08-12-2018, 03:27 PM
"bbsplit.sh" is a general purpose tool that will bin reads into any number of bins (depending on the reference sequences provided, you can provide as many as you want). In this case you would provide human_genome.fa (and any other reference you want to use). If you only use human then reads not mapping to human genome will be collected in other bin.

06-11-2019, 06:54 PM
Hello Brian,

I am trying to use removehuman.sh on MSU HPCC.

Inputs (*_filtered.fastq.gz files) are phix filtered R1 and R2 files using BBduk as following: [leejooy5@dev-intel18 filtered_reads]$ bbduk.sh -Xmx10g in1=NFW_R1_trimmed.fastq.gz in2=NFW_R2_trimmed.fastq.gz out1=NFW_R1_filtered.fastq.gz out2=NFW_R2_filtered.fastq.gz ref=/opt/software/BBMap/37.93-foss-2018a/resources/phix174_ill.ref.fa.gz k=31 hdist=1 stats=GR25_stats.txt threadS=8)

As shown in below, error message "Exception in thread "main" java.lang.RuntimeException: Can't find file /global/projectb/sandbox/gaag/bbtools/hg19/ref/genome/1/summary.txt
" popped up when I tried to run "removehuman.sh". I tried without additional parameters such as -Xmx and threads, but same error happened. Also, I tried to find the find the
file "/global/projectb/sandbox/gaag/bbtools/hg19/ref/genome/1/summary.txt", but I couldn't. Could you tell me what mistake I did or let me know where I can find a solution? Thank you for your time and consideration.

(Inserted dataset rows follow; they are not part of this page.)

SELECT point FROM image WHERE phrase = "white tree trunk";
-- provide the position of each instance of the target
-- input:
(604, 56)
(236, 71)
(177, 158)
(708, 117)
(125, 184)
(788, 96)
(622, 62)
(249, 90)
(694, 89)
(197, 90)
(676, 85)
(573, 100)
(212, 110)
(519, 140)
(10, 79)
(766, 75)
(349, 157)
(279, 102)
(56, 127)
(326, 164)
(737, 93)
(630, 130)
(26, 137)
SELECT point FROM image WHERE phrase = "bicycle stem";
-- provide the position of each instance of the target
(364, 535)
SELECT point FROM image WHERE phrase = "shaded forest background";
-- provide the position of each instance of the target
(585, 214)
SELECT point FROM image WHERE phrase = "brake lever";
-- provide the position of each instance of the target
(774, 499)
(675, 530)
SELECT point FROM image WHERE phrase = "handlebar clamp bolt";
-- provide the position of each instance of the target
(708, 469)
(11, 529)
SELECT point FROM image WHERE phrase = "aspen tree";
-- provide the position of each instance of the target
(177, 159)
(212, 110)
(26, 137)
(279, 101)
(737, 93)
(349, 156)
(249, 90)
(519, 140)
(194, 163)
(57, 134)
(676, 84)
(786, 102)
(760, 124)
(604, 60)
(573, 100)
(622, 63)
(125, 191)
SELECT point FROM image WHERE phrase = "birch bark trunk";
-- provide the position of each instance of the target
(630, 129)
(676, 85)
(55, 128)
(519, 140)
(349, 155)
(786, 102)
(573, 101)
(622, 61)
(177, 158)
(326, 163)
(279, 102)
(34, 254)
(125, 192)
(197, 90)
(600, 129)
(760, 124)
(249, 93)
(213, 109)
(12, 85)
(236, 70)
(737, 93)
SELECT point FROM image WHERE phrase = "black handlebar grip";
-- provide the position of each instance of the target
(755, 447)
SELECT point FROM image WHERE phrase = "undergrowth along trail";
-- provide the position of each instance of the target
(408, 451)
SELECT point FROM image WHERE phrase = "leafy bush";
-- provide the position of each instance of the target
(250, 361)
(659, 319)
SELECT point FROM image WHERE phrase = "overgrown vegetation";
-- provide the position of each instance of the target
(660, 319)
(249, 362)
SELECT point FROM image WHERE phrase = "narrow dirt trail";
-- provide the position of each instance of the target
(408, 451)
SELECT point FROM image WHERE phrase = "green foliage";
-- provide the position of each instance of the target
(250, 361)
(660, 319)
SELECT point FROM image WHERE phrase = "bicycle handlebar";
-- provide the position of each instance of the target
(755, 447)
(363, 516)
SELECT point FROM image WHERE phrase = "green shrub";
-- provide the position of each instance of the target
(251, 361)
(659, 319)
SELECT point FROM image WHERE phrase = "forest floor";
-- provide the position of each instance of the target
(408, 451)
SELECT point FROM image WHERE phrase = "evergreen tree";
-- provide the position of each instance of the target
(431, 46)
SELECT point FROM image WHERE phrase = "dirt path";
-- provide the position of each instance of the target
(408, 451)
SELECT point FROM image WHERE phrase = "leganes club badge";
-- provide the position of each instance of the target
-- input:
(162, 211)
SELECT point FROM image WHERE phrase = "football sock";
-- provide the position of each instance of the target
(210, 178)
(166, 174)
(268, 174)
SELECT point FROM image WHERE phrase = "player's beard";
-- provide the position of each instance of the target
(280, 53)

[leejooy5@dev-intel18 filtered_reads]$ removehuman.sh -Xmx10g in1=NFW_R1_filtered.fastq.gz in2=NFW_R2_filtered.fastq.gz out1=NFW_R1_clean.fastq.gz out2=NFW_R2_clean.fastq.gz threads=8

removehuman.sh -Xmx10g in1=NFW_R1_filtered.fastq.gz in2=NFW_R2_filtered.fastq.gz out1=NFW_R1_clean.fastq.gz out2=NFW_R2_clean.fastq.gz threads=8
java -Djava.library.path=/opt/software/BBMap/37.93-foss-2018a/jni/ -ea -Xmx10g -cp /opt/software/BBMap/37.93-foss-2018a/current/ align2.BBMap minratio=0.9 maxindel=3 bwr=0.16 bw=12 quickmatch fast minhits=2 path=/global/projectb/sandbox/gaag/bbtools/hg19 pigz unpigz zl=6 qtrim=r trimq=10 untrim idtag usemodulo printunmappedcount usejni ztd=2 kfilter=25 maxsites=1 k=14 -Xmx10g in1=NFW_R1_filtered.fastq.gz in2=NFW_R2_filtered.fastq.gz out1=NFW_R1_clean.fastq.gz out2=NFW_R2_clean.fastq.gz threads=8
Executing align2.BBMap [tipsearch=20, maxindel=80, minhits=2, bwr=0.18, bw=40, minratio=0.65, midpad=150, minscaf=50, quickmatch=t, rescuemismatches=15, rescuedist=800, maxsites=3, maxsites2=100, minratio=0.9, maxindel=3, bwr=0.16, bw=12, quickmatch, minhits=2, path=/global/projectb/sandbox/gaag/bbtools/hg19, pigz, unpigz, zl=6, qtrim=r, trimq=10, untrim, idtag, usemodulo, printunmappedcount, usejni, ztd=2, kfilter=25, maxsites=1, k=14, -Xmx10g, in1=NFW_R1_filtered.fastq.gz, in2=NFW_R2_filtered.fastq.gz, out1=NFW_R1_clean.fastq.gz, out2=NFW_R2_clean.fastq.gz, threads=8]
Version 37.93 [tipsearch=20, maxindel=80, minhits=2, bwr=0.18, bw=40, minratio=0.65, midpad=150, minscaf=50, quickmatch=t, rescuemismatches=15, rescuedist=800, maxsites=3, maxsites2=100, minratio=0.9, maxindel=3, bwr=0.16, bw=12, quickmatch, minhits=2, path=/global/projectb/sandbox/gaag/bbtools/hg19, pigz, unpigz, zl=6, qtrim=r, trimq=10, untrim, idtag, usemodulo, printunmappedcount, usejni, ztd=2, kfilter=25, maxsites=1, k=14, -Xmx10g, in1=NFW_R1_filtered.fastq.gz, in2=NFW_R2_filtered.fastq.gz, out1=NFW_R1_clean.fastq.gz, out2=NFW_R2_clean.fastq.gz, threads=8]

Set threads to 8
Retaining first best site only for ambiguous mappings.
Exception in thread "main" java.lang.RuntimeException: Can't find file /global/projectb/sandbox/gaag/bbtools/hg19/ref/genome/1/summary.txt
at fileIO.ReadWrite.getRawInputStream(ReadWrite.java:906)
at fileIO.ReadWrite.getInputStream(ReadWrite.java:871)
at fileIO.TextFile.open(TextFile.java:227)
at fileIO.TextFile.<init>(TextFile.java:71)
at dna.Data.setGenome2(Data.java:822)
at dna.Data.setGenome(Data.java:768)
at align2.BBMap.loadIndex(BBMap.java:313)
at align2.BBMap.main(BBMap.java:32)

06-12-2019, 07:13 AM
@jylee: "/global/projectb/sandbox/gaag/bbtools/hg19/ref/genome/1/summary.txt" appears to refer to a location on JGI servers (if that is not your own). You will need to download and provide hg19 reference sequence. You can pre-index the genome with BBMap to use with path= or use ref= option to point to the genome sequence multi-fasta file location.